I can’t comment on Dawkins’ book, which I haven’t read, but it looks to be a good deal more readable than Daniel Dennett’s “Breaking the Spell: Religion as a Natural Phenomenon“, which I abandoned through sheer tedium after a mere 50 pages.
Islam when examined is not much more than a rather obvious and ill-arranged set of plagiarisms, helping itself from earlier books and traditions as occasion appeared to require. Thus, far from being “born in the clear light of history,” as Ernest Renan so generously phrased it, Islam in its origins is just as shady and approximate as those from which it took its borrowings. It makes immense claims for itself, invokes prostrate submission or “surrender” as a maxim to its adherents, and demands deference and respect from nonbelievers into the bargain. There is nothing—absolutely nothing—in its teachings that can even begin to justify such arrogance and presumption.
Hmm – is that kind of talk legal nowadays? Surely that’s offensive to some people’s deeply held religious convictions.
And while in Hitchens mode, I missed this review of Ali Allawi’s “The Occupation of Iraq: Winning the War, Losing the Peace” while I was away:
Without needing or wishing to soften any critique of post-invasion planning, I would propose that this analysis has a highly unsettling implication. Hell was coming to Iraq no matter what.
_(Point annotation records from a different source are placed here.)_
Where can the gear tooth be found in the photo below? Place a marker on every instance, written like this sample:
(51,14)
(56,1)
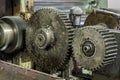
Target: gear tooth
(41,61)
(110,45)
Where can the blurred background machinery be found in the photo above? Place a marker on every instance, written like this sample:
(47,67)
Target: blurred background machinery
(67,39)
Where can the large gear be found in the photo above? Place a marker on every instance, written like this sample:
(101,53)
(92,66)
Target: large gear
(94,47)
(49,39)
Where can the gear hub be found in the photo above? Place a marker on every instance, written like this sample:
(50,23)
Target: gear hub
(94,47)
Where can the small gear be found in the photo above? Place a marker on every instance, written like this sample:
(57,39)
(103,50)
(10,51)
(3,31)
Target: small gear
(49,39)
(94,47)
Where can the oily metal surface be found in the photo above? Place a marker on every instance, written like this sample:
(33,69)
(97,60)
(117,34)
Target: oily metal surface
(105,48)
(10,71)
(57,54)
(96,17)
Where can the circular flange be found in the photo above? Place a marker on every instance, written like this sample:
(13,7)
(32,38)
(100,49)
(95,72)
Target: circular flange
(12,28)
(44,37)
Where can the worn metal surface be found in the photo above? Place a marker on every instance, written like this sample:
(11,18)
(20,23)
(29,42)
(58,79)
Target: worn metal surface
(54,56)
(109,17)
(10,71)
(101,52)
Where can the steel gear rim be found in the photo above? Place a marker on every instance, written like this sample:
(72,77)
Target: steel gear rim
(110,49)
(67,53)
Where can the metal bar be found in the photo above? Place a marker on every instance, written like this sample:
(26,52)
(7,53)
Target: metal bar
(44,1)
(10,71)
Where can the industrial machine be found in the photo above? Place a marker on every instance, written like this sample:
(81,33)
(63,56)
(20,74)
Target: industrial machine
(60,45)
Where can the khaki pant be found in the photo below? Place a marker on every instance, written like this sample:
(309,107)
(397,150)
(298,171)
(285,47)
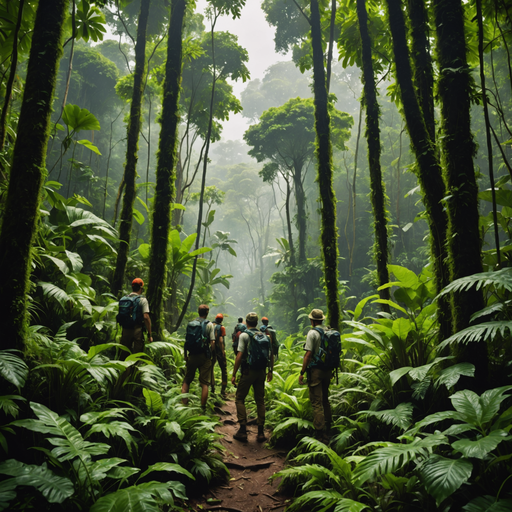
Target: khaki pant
(133,339)
(318,384)
(199,362)
(256,379)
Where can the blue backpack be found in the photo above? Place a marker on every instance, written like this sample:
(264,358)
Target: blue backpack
(258,351)
(196,341)
(328,356)
(130,312)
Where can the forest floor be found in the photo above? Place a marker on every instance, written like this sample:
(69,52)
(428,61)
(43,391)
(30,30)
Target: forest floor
(250,465)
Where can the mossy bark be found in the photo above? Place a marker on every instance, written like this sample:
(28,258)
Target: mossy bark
(378,196)
(166,165)
(458,150)
(132,146)
(428,168)
(27,170)
(329,231)
(423,74)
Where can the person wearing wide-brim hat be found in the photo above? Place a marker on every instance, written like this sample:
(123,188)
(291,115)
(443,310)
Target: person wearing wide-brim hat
(318,379)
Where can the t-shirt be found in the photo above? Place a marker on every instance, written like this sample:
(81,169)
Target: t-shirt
(313,340)
(210,333)
(143,302)
(243,340)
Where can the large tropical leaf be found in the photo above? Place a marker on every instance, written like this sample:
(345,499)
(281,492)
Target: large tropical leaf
(390,458)
(400,417)
(482,446)
(54,488)
(488,504)
(442,476)
(12,368)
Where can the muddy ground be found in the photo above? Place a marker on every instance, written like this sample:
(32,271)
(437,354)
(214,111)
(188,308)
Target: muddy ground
(250,464)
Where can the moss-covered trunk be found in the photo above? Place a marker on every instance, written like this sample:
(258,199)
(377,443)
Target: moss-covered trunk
(423,75)
(166,163)
(132,146)
(428,168)
(374,150)
(27,170)
(329,234)
(300,201)
(458,149)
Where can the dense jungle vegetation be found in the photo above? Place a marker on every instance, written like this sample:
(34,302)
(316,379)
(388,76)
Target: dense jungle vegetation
(374,183)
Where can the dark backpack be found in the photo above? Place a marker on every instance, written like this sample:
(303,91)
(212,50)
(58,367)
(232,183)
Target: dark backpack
(329,352)
(273,337)
(239,329)
(130,311)
(258,351)
(196,341)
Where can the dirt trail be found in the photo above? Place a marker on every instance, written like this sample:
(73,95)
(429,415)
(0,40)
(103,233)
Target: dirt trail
(250,465)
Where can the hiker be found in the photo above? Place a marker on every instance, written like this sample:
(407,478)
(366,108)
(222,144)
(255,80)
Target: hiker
(254,357)
(220,354)
(240,327)
(133,317)
(198,351)
(271,333)
(318,379)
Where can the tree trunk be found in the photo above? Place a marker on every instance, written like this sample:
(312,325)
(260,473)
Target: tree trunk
(374,150)
(300,200)
(423,76)
(166,162)
(429,170)
(130,170)
(26,177)
(458,150)
(329,231)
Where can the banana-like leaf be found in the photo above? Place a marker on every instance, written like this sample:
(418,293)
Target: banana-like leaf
(481,447)
(55,489)
(488,504)
(390,458)
(400,417)
(442,476)
(138,498)
(12,368)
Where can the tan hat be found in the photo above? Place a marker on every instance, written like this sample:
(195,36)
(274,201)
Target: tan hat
(317,315)
(251,318)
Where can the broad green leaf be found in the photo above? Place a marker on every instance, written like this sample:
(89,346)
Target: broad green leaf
(481,447)
(55,489)
(488,504)
(12,368)
(89,145)
(442,476)
(78,119)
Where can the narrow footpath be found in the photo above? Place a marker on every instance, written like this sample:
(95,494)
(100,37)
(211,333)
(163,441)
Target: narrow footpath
(250,464)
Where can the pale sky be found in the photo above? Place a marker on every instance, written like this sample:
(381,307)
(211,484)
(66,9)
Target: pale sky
(257,37)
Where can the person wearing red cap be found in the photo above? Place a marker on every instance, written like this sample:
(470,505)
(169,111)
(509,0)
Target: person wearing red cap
(220,354)
(133,339)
This point is undergirded by another one, which is that hell was already making considerable strides in Iraq in the decade before 2003. Again, Allawi’s cool analysis and careful evidence darkens this already black picture. All the crucial indices, from illiteracy to unemployment to the emigration of talent and skill, were rapidly heading south. Perhaps most ominously, the reaction of Saddam Hussein was to ratchet up religious and theocratic rhetoric and policy, broadcasting for jihad ’round the clock, engaging in a massive mosque-building program, and launching sporadic “morals” campaigns. Again, U.S. policy could hardly be indifferent to this distress and misery and demagogy, if only because the whole context was shaped by two largely American decisions. The first was to allow Saddam to remain in power after 1991 and to watch while he massacred the Shiites and Kurds, an action that Allawi rightly describes as “unforgivable.” The second was to impose sanctions, which, unduly prolonged, did far more damage to an already distraught society than they did to the ruthless and corrupt regime.
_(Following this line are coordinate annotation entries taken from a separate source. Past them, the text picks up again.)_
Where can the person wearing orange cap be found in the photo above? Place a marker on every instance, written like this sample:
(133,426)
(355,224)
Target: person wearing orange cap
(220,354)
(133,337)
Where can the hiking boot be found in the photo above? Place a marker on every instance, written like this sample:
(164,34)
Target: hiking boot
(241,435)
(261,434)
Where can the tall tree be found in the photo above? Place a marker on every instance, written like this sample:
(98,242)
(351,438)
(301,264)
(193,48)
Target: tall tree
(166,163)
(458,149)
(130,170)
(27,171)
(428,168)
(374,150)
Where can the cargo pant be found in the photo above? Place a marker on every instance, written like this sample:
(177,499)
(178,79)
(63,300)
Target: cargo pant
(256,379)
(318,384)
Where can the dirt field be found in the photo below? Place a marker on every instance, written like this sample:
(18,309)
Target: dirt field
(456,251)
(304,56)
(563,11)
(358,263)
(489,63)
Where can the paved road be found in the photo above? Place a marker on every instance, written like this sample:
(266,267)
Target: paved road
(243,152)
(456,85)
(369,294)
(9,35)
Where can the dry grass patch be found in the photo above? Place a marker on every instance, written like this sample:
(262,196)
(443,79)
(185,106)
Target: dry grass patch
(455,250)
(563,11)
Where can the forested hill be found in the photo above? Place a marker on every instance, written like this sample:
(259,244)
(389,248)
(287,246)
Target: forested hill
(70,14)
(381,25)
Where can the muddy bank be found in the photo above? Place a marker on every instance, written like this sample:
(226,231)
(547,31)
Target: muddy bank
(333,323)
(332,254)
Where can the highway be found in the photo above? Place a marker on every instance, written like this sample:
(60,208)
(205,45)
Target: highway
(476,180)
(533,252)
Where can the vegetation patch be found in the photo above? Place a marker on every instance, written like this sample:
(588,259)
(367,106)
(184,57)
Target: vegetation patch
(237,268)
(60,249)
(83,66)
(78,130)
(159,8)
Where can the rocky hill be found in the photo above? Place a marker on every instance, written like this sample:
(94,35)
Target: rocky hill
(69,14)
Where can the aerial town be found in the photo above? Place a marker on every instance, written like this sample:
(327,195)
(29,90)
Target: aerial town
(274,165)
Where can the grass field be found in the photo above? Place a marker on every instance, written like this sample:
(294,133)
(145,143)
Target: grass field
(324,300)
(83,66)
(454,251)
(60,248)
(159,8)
I think I could pass an examination in the failures of our post-2003 policy and even add a few observations from experience. But I have never been able to overcome the feeling that Iraq was our ward and responsibility one way or another, and that canceling or postponing an intervention would only have meant having to act later on, in conditions even more awful and dangerous than the ones with which we have become familiar.
I think it’s true that there was no plausible scenario after Saddam which wouldn’t have involved considerable bloodshed, and that many are now only too happy to be able to lay the blame for this on the US intervention. But of course that’s not an argument that’s going to convince anyone who was opposed to the intervention.